Yield: 12-16 risotto balls
For the risotto:
5 cups low sodium beef broth
1 tbs EVOO
1 tbs unsalted butter
1 cup arborio rice
1/2 cup dry white wine
1 shallot, finely diced
1/2 cup Pecorino Romano cheese
For the risotto balls:
3 large eggs
1 cup grated Fontina cheese
3 oz prosciutto, chopped
vegetable oil, for frying
1 cup all purpose flour
1 cup fine dry bread crumbs
Heat the stock in a medium saucepan; keep at a simmer.
Heat the olive oil and butter in a straight sided skillet over medium heat. Add the shallot and cook, stirring, until softened. Add the rice and stir to coat, cooking about 4 minutes until the rice starts to color slightly. Add the wine and cook until completely absorbed, about 2 minutes. Ladle in enough stock to just cover the rice (about 3/4 cup). Cook, stirring occasionally, until the liquid is almost absorbed. Add the stock 1/2 cup at a time and cook in the same manner until the risotto is creamy and al dente, 16-20 minutes. Take off the heat and stir in the grated Pecorino Romano cheese. Set the risotto aside to cool completely.
Once the risotto is cooled, scrape it into a large mixing bowl. Beat one egg and add to the bowl along with the prosciutto and Fontina cheese. Mix completely. Line a baking sheet with parchment paper. Scoop about 1/4 cup of the mixture into your hands and roll into balls. Refrigerate until just firm, about 30 minutes.
Meanwhile, set up a breading station: beat the 2 eggs in a shallow bowl; place the flour on one plate; place the bread crumbs on another plate. Dredge each risotto ball in flour, dip in egg, then roll in bread crumbs.
While you are breading the risotto balls, heat 2 inches of vegetable oil in a medium Dutch oven. Fry the balls in small batches that are not crowded until deep, golden brown. You can keep them warm in a low oven until ready to serve.
Serve warm or hot with your favorite marinara sauce or just plain.
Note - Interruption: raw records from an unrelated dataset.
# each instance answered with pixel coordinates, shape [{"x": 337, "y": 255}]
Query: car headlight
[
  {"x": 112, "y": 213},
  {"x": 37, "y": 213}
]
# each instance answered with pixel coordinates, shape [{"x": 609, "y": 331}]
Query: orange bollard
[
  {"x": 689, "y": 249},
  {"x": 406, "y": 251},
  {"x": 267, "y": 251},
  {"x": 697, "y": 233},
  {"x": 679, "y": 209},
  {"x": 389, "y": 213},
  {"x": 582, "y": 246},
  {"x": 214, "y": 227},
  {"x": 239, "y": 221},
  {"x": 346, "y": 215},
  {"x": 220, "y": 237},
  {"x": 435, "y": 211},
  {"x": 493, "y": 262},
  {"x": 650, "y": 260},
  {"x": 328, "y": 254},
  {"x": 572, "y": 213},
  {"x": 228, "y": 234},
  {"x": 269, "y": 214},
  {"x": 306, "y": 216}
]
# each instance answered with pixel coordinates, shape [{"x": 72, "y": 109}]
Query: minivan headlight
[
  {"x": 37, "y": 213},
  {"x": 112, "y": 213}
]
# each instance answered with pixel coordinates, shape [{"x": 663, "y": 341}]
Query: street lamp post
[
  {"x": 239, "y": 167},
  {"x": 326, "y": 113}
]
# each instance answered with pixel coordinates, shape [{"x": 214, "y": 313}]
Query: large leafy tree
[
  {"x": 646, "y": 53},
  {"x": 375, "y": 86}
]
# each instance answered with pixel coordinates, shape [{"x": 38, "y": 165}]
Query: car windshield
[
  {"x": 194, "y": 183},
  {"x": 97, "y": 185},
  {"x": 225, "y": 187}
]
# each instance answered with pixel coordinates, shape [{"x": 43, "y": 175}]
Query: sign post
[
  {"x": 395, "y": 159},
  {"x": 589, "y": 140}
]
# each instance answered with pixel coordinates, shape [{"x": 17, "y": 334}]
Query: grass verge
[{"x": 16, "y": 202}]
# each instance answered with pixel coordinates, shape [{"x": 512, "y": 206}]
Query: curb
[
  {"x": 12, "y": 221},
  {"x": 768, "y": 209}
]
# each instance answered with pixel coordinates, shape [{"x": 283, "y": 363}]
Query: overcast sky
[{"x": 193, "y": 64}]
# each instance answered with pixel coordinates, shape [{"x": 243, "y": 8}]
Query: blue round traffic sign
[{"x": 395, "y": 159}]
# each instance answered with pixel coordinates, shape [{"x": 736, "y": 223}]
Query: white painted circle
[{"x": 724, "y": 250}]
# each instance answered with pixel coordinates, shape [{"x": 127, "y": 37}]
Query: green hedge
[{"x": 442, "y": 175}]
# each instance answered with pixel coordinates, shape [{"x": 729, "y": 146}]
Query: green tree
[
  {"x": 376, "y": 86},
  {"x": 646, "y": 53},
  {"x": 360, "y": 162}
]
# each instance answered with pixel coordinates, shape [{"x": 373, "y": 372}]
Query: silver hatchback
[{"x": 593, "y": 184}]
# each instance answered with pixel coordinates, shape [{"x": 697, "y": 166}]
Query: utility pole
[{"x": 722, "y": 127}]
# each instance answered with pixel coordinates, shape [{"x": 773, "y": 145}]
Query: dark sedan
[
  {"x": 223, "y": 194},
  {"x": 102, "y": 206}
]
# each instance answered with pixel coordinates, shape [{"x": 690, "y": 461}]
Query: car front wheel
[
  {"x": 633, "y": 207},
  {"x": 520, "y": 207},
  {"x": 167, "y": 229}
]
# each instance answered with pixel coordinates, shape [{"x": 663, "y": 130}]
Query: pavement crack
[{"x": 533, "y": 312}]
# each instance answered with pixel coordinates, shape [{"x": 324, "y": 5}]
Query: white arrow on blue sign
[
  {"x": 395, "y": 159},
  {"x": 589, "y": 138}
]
These little gems could serve as an entire meal for me. When your fry the risotto balls, the creaminess of the risotto combines with the saltiness of the prosciutto and the nutiness of the Fontina to create a perfect bite. I like mine plain, but you might enjoy yours with a dunk in the marinara sauce. Either way, these are perfection.